É ao lado dessas pessoas que atua o Programa de Proteção aos Defensores de Direitos Humanos, Comunicadores e Ambientalistas de Minas Gerais (PPDDH MG). O Programa tem como missão proteger quem defende direitos humanos, reconhecendo que essa atuação não pode representar risco à vida, à integridade física, psicológica ou moral. Proteger defensoras e defensores é uma condição indispensável para a garantia dos direitos humanos e para o fortalecimento da democracia.

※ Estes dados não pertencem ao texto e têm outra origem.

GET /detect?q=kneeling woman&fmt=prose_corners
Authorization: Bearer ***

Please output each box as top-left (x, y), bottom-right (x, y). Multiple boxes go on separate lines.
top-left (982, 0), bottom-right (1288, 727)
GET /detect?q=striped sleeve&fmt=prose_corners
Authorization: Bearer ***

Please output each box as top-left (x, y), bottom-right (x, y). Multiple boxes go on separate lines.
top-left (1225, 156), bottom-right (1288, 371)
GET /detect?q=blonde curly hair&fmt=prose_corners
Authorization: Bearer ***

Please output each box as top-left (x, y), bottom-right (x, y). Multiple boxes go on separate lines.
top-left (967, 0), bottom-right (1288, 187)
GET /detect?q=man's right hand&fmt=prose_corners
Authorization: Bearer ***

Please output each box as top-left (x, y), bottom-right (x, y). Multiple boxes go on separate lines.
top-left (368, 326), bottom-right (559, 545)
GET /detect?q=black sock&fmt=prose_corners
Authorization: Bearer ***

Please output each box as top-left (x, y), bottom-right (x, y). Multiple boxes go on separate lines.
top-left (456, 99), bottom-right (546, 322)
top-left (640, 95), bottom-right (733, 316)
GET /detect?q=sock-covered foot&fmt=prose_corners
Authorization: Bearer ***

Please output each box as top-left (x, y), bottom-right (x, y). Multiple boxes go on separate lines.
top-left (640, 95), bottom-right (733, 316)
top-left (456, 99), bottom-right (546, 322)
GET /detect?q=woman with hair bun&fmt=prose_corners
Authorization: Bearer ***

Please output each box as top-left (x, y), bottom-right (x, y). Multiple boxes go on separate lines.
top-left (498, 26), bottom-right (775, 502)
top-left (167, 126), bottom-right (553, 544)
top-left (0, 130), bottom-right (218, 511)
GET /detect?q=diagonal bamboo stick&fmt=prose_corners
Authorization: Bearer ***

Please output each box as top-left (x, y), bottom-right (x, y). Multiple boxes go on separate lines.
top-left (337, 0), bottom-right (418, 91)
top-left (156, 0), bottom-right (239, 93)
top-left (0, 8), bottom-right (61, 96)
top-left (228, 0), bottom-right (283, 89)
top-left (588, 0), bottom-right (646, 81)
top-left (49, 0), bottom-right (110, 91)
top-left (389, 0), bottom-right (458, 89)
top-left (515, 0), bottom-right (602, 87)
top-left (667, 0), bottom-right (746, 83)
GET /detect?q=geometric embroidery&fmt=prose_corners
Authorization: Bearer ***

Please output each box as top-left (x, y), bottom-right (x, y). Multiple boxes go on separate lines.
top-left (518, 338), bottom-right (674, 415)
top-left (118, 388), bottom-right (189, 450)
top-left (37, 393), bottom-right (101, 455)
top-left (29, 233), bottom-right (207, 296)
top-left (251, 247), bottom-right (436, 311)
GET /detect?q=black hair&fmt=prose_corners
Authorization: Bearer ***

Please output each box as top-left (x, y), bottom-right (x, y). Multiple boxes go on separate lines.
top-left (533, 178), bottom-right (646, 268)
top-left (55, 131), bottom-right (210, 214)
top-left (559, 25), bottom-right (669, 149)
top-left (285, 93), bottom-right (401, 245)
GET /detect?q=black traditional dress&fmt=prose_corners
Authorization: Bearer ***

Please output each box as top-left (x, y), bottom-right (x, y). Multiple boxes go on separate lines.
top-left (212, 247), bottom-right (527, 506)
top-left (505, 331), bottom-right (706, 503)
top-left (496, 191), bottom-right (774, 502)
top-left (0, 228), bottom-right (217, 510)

Neste 9 de dezembro, o Instituto DH, por meio do PPDDH MG, reafirma seu compromisso com a proteção, o cuidado e o reconhecimento das defensoras e defensores de direitos humanos. Celebrar esta data é também reafirmar que a defesa da vida, da dignidade e da justiça depende da existência de políticas públicas sólidas e comprometidas com quem atua na linha de frente da promoção dos direitos humanos.

Reconhecer, proteger e valorizar defensoras e defensores de direitos humanos é reconhecer que defender direitos humanos é defender a vida.